Rheology, Mechanical Properties and Porosity of Ternary Alkali-Activated Binders Based on Mining Mud Waste with Waste Glass and Metakaolin

Alkali-activated materials have the potential to replace Portland cement in certain applications. To better understand these binders' properties, it is relevant to study their rheological behaviour at early ages, like in the case of Portland cement paste. There are already many studies on the rheological behaviour of these materials in the available literature, using fly ash, metakaolin, and ground granulated blast furnace slag as precursors. However, this study discusses the rheological behaviour, mechanical properties, and porosity of ternary alkali-activated binders based on mining mud waste, waste glass, and metakaolin. The precursor consisted of a volume mix of 70% of tungsten mining waste mud, 15% glass waste, and 15% of metakaolin. The activator was a combination of sodium hydroxide and sodium silicate solution.

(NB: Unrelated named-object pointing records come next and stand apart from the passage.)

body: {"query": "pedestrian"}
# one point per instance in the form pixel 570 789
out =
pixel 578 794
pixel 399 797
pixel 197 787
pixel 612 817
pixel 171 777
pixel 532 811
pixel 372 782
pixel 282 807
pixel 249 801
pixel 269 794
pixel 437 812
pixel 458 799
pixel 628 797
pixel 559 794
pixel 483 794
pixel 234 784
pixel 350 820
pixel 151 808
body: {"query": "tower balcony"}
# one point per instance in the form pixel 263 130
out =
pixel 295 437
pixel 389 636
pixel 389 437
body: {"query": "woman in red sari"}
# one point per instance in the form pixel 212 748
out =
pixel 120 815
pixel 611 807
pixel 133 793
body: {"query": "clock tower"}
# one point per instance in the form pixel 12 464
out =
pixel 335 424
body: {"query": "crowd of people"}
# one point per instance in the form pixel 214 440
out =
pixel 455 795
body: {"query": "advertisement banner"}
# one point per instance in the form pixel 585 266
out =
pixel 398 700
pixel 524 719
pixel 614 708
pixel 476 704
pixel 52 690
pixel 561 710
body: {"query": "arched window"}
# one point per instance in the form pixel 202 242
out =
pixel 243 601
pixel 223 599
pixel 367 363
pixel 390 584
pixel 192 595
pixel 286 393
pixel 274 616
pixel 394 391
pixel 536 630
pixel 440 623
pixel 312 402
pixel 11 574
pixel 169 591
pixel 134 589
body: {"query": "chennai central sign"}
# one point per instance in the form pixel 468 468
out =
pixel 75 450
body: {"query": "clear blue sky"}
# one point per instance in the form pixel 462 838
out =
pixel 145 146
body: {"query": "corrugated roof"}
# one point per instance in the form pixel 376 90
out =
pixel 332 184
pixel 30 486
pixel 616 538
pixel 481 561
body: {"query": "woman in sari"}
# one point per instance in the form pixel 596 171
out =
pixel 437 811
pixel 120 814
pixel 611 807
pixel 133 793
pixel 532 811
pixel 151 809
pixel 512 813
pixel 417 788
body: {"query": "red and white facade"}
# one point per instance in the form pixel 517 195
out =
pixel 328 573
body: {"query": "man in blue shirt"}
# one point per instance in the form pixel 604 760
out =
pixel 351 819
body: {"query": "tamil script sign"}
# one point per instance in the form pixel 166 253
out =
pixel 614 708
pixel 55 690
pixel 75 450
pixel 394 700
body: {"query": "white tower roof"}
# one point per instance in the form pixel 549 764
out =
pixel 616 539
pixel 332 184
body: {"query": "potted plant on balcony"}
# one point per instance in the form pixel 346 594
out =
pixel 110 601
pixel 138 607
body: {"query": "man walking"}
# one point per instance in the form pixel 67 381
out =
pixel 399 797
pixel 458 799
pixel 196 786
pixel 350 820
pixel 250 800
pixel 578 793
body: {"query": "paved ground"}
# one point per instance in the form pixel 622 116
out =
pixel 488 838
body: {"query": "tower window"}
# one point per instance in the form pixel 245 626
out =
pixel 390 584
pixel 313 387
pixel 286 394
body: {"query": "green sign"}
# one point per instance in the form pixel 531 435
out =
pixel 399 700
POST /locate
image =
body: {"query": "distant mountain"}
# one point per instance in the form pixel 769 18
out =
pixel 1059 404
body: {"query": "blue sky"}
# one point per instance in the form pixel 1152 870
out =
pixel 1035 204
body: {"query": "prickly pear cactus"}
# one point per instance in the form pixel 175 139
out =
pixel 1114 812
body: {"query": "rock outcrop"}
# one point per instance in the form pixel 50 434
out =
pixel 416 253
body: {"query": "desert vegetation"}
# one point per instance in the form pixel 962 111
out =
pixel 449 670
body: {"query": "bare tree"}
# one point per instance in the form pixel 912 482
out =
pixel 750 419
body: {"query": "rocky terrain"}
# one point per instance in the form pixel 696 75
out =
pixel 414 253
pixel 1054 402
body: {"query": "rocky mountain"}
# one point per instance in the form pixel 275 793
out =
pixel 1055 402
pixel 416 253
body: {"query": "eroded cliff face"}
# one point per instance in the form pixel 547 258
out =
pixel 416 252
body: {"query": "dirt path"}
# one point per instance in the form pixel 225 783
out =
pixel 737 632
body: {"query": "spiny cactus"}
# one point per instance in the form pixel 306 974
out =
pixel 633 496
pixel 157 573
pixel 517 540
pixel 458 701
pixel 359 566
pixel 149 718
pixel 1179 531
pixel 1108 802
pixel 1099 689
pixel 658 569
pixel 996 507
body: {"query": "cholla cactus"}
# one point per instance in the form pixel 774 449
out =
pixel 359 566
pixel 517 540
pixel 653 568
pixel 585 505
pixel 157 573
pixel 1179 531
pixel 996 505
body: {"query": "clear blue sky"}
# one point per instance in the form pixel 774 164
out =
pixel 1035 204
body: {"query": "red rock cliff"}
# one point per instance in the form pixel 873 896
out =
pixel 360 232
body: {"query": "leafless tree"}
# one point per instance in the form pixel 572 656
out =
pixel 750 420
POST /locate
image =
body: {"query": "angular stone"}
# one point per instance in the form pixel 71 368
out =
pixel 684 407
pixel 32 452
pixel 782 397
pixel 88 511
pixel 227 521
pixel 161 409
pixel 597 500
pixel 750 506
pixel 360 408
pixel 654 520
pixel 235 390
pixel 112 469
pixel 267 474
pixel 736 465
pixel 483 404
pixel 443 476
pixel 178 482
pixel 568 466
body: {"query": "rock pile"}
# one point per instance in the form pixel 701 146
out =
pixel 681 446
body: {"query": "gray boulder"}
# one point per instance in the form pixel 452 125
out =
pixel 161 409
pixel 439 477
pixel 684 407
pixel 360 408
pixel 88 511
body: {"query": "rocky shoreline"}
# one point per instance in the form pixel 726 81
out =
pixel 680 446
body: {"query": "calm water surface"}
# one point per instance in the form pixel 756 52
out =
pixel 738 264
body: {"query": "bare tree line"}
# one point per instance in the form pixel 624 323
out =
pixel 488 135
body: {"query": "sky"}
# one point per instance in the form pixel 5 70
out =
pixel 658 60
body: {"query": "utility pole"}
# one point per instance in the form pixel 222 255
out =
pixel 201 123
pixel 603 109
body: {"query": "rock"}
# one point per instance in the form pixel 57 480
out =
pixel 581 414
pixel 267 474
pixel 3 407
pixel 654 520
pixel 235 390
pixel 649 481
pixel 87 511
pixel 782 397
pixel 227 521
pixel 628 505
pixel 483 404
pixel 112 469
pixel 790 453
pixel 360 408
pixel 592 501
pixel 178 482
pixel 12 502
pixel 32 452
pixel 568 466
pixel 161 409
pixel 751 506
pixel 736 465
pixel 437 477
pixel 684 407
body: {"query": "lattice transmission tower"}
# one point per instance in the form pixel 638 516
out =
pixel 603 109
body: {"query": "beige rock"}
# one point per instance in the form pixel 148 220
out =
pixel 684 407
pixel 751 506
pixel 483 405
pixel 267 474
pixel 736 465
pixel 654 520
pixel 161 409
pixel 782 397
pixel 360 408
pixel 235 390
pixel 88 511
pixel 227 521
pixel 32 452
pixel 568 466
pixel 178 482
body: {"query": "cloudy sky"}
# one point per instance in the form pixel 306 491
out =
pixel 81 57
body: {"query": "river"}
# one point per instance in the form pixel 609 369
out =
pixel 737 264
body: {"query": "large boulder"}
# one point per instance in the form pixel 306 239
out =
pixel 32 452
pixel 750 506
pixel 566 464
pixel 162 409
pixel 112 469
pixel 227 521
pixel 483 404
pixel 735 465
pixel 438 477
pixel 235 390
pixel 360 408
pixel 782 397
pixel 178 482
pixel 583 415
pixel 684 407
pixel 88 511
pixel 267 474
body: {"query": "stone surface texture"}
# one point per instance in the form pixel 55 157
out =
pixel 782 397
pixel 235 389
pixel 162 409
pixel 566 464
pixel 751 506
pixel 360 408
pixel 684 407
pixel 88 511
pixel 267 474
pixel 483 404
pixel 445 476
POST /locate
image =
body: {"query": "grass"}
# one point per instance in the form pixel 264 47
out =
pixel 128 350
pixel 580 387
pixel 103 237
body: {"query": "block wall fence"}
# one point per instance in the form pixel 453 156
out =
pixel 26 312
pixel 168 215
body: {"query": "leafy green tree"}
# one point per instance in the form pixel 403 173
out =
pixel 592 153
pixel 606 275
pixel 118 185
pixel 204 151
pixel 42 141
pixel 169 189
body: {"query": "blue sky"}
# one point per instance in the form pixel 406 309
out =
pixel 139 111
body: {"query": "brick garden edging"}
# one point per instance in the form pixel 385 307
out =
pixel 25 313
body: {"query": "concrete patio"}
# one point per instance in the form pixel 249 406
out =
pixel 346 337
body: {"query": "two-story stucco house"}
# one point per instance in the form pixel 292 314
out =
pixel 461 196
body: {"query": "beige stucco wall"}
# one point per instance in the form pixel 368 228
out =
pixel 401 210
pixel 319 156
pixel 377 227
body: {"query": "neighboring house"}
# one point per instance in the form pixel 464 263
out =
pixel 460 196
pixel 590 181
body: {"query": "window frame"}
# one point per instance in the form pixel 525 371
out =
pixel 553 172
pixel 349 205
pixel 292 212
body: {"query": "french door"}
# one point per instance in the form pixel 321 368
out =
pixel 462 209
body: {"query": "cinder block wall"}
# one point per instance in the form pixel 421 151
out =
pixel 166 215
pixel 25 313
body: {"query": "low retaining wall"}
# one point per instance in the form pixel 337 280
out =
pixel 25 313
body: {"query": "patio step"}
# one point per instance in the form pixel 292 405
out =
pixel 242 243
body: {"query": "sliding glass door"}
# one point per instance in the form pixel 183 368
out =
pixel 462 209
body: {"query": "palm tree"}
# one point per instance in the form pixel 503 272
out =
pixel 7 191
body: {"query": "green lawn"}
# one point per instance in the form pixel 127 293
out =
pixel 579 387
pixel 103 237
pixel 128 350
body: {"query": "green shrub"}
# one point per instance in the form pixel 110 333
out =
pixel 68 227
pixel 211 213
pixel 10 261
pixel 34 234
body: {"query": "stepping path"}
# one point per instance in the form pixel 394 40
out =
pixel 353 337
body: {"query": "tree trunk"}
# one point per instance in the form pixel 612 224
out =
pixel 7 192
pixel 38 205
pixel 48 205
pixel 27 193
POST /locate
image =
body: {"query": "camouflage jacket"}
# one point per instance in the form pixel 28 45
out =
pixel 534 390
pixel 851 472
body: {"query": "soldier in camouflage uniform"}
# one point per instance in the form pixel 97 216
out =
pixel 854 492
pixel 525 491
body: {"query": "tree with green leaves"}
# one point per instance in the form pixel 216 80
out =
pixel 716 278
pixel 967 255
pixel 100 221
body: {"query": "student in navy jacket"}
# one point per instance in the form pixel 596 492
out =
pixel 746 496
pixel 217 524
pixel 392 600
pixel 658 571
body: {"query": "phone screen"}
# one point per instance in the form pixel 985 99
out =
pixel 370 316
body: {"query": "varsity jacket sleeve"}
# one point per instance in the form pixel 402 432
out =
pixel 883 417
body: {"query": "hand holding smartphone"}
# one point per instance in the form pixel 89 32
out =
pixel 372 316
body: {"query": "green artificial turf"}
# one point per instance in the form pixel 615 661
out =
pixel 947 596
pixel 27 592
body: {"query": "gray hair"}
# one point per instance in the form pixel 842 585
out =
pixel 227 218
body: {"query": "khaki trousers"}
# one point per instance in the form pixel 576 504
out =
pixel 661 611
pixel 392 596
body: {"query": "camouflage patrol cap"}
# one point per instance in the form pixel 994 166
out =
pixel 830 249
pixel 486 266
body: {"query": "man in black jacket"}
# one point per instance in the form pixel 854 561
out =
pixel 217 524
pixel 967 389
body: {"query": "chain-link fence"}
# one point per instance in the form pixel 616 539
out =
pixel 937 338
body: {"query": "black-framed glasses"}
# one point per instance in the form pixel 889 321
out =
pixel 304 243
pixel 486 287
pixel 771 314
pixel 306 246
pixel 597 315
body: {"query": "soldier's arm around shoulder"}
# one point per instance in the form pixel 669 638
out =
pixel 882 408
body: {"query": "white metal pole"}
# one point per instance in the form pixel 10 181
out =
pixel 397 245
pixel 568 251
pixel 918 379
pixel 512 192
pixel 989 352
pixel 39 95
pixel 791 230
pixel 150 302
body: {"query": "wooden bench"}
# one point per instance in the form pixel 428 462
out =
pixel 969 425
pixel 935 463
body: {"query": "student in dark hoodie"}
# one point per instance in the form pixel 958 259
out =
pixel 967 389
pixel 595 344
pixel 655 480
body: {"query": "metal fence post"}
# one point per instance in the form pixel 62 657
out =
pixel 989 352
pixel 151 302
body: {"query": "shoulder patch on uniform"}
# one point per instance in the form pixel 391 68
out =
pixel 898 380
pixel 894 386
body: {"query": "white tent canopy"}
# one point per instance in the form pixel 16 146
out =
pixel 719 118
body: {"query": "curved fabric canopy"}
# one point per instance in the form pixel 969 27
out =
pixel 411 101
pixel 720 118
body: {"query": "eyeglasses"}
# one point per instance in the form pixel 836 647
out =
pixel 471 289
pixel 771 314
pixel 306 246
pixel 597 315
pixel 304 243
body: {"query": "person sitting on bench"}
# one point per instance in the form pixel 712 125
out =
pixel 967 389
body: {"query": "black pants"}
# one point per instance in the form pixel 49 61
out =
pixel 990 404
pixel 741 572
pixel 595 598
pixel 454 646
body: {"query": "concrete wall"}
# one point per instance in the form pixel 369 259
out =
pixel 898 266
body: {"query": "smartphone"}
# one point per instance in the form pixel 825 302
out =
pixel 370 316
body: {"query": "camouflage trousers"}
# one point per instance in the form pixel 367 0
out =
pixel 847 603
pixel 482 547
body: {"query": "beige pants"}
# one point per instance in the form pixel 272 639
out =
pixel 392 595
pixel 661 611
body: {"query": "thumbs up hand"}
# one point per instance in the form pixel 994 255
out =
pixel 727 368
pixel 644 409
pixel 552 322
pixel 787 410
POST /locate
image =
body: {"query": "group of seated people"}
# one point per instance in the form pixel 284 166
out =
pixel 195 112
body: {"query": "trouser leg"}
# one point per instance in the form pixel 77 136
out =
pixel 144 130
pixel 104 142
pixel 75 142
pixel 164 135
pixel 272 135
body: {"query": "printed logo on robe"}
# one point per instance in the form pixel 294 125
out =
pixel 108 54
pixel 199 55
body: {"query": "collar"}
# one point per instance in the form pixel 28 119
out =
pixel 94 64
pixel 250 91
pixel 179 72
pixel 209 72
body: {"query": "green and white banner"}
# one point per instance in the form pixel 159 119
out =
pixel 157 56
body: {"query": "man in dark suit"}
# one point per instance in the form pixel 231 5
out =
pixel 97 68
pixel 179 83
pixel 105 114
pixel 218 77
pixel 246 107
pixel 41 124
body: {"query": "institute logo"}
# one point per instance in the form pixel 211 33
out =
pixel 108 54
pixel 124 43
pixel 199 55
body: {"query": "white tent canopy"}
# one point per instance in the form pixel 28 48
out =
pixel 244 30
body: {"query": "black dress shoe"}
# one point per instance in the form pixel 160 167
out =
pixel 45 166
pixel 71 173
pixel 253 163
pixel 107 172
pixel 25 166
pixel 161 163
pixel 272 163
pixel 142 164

Five activator/precursor (A/P) ratios (0.37, 0.38, 0.39, 0.40, and 0.4) were studied. The result showed that the activator/precursor ratio affects the rheology of paste and their rheological behaviour fit the Bingham model. The relative yield stress (g) and plastic viscosity (h) increased inversely with the A/P ratio, while the workability increased proportionally. Furthermore, some empirical models are proposed to describe the characteristic of yield stress: plastic viscosity and spread diameter versus the A/P ratio and time with a correlation between the rheological parameters and the spread diameter. The increase in A/P ratio has also followed a decrease in compressive strength in all tested samples for all the ages. As expected, an increase of the porosity accompanied the increase of the A/P ratio.